Although recent research shows that MRSA does affect MSM (men-who-have-sex-with-men) populations, it certainly still affects others. We don't know how specifically most men who have sex with men got it, but it can be pretty easily acquired by skin-to-skin contact, which would include sex, but would also include wrestling and totally safe sex, and use of someone's contaminated towels, or facecloth, or sleeping in someone's bed could also be ways to spread MRSA regardless of population.
These MRSA bacteria are resistant to some of the standard antibiotics, but they are nevertheless quite treatable. Treatment with the antibiotics used to treat the typical staph infections won't work, so providers must suspect a resistant strain of staph, get appropriate cultures, and start the right treatment. And you need to take the treatment just as prescribed, otherwise you're helping these bugs develop additional resistance.
MRSA is typically transmitted through skin-to-skin contact, which occurs during a variety of activities, including SEX. But [pun-intended] this does not mean MRSA is a sexually-transmitted disease or infection.
Early-on a MRSA infection often looks like an angry bite from a spider or some other insect, as the skin is raised, looks reddish, feels warm and may be tender to the touch; but instead of gradually fading like most
bites, it will keep getting bigger until it gets treated. Infections often start around hair follicles, particularly in warm, moist areas and around hair follicles, e.g., in the groin, and pockets of pus may develop. Any growing area like this, especially if associated with a fever or chills, needs immediate medical attention.

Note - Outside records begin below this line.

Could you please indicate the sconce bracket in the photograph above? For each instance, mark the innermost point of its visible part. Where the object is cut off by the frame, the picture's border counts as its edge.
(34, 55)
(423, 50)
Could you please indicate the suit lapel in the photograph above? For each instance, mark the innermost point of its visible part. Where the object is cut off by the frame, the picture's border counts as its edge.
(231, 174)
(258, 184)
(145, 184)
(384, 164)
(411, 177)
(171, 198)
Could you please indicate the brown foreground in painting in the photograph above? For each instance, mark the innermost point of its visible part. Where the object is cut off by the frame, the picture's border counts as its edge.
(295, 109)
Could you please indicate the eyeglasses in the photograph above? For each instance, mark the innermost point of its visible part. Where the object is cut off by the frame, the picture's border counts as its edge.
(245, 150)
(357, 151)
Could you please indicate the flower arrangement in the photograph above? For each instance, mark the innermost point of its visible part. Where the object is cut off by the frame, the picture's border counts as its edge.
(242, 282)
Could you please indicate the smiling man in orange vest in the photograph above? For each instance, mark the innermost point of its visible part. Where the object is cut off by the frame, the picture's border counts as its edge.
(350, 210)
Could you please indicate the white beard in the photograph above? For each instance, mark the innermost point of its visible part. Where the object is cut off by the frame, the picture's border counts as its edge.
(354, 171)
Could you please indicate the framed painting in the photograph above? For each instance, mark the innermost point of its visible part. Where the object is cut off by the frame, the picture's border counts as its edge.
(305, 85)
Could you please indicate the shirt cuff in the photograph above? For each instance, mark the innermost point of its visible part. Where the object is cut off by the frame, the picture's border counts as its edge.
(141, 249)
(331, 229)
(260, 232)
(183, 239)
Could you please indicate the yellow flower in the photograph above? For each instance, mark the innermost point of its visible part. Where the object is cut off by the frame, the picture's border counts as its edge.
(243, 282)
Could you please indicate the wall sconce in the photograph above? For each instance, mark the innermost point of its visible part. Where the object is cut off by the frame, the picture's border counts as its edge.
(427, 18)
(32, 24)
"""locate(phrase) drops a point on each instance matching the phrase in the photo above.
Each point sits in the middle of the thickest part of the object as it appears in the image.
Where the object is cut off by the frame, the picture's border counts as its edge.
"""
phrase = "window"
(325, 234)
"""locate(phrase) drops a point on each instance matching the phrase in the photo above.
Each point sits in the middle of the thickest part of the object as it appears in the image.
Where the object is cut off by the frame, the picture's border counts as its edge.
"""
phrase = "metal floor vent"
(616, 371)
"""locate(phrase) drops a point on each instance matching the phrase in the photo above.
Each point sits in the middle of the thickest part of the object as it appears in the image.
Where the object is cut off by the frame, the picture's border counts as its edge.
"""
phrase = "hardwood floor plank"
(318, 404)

You can prevent spreading staph or MRSA skin infections to others
by following these CDC guidelines:
1.Cover your wound. Keep wounds that are draining or have pus covered with clean, dry bandages. Follow your healthcare provider's instructions on proper care of the wound. Pus from infected wounds can contain staph and MRSA, so keeping wounds covered will help prevent the spread to others. Bandages or tape can be discarded with
2.the regular trash.
3.Clean your hands thoroughly and frequently. You, your family, and others in close contact should wash their hands frequently with soap and warm water or use an alcohol-based hand sanitizer, especially after changing the bandage or touching the infected wounds. If you find yourself feeling the bandages, wounds, or scratching the area, wash you hands, before contaminating someone's skin or some other surface.
4.Do not share personal items. Avoid sharing personal items such as towels, washcloths,
5.razors, clothing, or uniforms that any that may have had contact with infected wounds or bandages. Wash sheets, towels, and clothes that become soiled with water and laundry detergent. Drying clothes in a hot dryer, rather than air-drying, also helps kill bacteria in clothes.
6.Talk to your doctor. Tell any healthcare providers who treat you that you have or had a staph or MRSA skin infection.
Hope this makes your more relaxed & informed, F&F!